In 1983 several families of the Jonestown victims sued Admiral Stansfield Turner, claiming that their loved ones died in a C.I.A. behavior modification experiment. The agency’s involvement with Jones began long before Turner became head of the C.I.A., and it is very unlikely that Turner, a liberal and reformer, had any idea what was going on there. Joe Hosinger, Leo Ryan’s assistant and friend, said he was sure Jonestown was a C.I.A. mind control experiment.

The People’s Temple at Jonestown left behind a huge fortune in property and bank deposits in Latin America. According to the Brazilian paper Manchete ( 1/9/79), Brazilian police believe the cult supported itself through involvement in the Guyana-Bolivia-Brazil drug trade. The San Paulo police believe that Jim Jones began his involvement in the trade when he settled in Brazil in 1969. According to former C.I.A. agent Gunther Russbacher Jonestown was known as “Project Blue.” It was run by the Operations Directorate of the State Department, section 6 in cooperation with the C.I.A.. Jones came under the control of the Agency due to his cocaine and heroin (speed ball) use. He was programmed before any other experiments were carried out, and, according to Russbacher, he was given Level Five programming, which meant killing his subjects upon command. The agency sent in physicians. A “Dr. Danvers,” a C.I.A. asset since Vietnam, became a close friend to Jones. The actual project director was Wessley Baker.

The point of the experiment was to induce mass obedience. The Department of State sent in hallucinogenic drugs which were placed on consecrated hosts and distributed in religious services. Children were not programmed until age 8, and the manual for programming people between 8 and 20 was called “Cornflower,” and weas used in Honduras , Belize, and El Salvador. Much of the programming occurred in small churches in the US and Canada, and the subjects were then shipped to Jonestown.

The programming had not been as successful as hoped and some families wanted to leave Jonestown. Their problem was a chain link fence with guard towers. The guards had “shoot on sight” orders for those escaping. In time Jones even had trouble with his Council, which tried to override his orders. The DOS had provided for this eventuality by shipping in cyanide, most of it made in India. Special Forces teams were sent in to gather up evidence and pack it away.
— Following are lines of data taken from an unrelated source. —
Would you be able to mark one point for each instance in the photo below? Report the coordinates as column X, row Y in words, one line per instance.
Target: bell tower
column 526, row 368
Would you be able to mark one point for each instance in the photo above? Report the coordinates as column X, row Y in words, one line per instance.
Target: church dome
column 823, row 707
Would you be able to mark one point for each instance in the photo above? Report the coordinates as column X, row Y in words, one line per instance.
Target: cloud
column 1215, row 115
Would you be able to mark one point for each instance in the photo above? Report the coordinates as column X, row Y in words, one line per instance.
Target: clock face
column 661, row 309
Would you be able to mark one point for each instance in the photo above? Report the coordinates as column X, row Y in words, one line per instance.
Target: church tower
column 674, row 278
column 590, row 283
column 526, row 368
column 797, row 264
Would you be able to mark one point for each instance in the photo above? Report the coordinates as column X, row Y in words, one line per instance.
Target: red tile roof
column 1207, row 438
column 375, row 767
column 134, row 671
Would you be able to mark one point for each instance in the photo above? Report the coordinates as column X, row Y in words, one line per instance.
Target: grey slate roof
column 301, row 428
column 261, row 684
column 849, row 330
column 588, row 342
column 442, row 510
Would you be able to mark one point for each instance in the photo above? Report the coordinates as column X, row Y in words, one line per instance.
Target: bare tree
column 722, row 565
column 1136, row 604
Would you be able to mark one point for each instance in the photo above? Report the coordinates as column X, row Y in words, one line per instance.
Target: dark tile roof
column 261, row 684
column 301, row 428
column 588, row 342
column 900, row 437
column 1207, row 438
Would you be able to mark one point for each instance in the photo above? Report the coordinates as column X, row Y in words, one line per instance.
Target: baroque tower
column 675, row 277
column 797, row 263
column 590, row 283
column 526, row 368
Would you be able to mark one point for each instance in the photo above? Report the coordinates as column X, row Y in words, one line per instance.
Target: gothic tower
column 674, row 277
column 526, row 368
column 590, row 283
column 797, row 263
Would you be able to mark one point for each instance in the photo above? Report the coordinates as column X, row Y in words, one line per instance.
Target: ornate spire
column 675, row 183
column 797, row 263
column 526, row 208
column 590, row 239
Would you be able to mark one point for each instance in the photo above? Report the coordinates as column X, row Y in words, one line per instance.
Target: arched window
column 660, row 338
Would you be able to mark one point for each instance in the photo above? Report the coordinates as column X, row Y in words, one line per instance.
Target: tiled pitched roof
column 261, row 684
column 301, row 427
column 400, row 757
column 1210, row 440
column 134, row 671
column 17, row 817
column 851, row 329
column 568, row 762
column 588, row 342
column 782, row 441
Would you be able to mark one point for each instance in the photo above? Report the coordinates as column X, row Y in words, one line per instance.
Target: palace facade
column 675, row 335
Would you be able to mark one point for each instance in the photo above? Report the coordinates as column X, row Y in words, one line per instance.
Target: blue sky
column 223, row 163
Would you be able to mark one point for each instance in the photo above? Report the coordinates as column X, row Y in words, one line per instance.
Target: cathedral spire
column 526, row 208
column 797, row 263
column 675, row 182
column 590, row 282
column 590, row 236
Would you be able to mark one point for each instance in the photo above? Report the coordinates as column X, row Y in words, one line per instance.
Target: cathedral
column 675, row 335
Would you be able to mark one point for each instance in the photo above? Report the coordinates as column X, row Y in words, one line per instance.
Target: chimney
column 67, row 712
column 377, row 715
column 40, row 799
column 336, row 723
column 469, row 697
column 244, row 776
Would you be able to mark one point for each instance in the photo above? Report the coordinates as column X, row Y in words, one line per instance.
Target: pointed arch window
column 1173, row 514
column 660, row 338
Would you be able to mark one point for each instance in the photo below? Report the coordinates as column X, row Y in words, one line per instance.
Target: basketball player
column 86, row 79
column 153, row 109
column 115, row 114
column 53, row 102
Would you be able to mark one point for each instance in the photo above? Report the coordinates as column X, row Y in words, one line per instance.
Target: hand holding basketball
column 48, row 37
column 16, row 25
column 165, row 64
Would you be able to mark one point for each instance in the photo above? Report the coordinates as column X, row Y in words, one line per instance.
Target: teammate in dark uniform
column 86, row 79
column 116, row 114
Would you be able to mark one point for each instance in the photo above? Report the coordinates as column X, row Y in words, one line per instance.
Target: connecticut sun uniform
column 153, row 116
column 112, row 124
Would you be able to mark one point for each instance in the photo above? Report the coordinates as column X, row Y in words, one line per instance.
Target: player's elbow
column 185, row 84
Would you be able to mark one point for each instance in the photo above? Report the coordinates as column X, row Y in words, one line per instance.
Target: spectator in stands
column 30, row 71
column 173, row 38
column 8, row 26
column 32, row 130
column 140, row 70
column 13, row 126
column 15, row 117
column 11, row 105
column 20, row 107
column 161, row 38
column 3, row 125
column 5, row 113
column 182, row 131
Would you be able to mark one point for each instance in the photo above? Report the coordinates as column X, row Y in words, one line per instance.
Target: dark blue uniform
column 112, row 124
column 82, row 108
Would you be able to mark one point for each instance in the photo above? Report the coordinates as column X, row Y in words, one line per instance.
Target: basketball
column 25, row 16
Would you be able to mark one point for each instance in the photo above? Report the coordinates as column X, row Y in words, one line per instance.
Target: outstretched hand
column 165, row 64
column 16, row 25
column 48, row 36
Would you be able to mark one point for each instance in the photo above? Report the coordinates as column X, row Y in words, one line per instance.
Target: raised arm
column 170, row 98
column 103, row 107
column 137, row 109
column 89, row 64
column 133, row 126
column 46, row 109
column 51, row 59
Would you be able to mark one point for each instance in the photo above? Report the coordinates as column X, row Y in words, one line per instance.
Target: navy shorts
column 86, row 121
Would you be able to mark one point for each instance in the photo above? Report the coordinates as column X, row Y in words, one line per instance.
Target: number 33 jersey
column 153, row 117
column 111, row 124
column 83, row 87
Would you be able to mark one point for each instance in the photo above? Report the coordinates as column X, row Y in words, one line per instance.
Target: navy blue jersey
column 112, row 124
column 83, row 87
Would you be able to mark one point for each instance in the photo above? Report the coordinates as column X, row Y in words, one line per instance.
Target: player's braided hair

Investigator Alex Constantine insists some other cults were used as fronts for government-sponsored psychiatric experiments. He includes the Finders ( a group the C.I.A. admitted was connected to it) The Symbianese Liberation Army, the Bhagwan Shree Rajneesh Movement, Ordo Templis Orientis, Switzerland's Solar Temple. He includes McMartin Pre-School, in Manhattan, California built by a Hughes Aircraft engineer partly because Hughes was so closely tied to the C.I.A. The McMartin experiments were tied to the Subud sect of Indonesia and The UK. Scientists from a nearby university found sixty feet of underground tunnels, which bore out testimony of the children.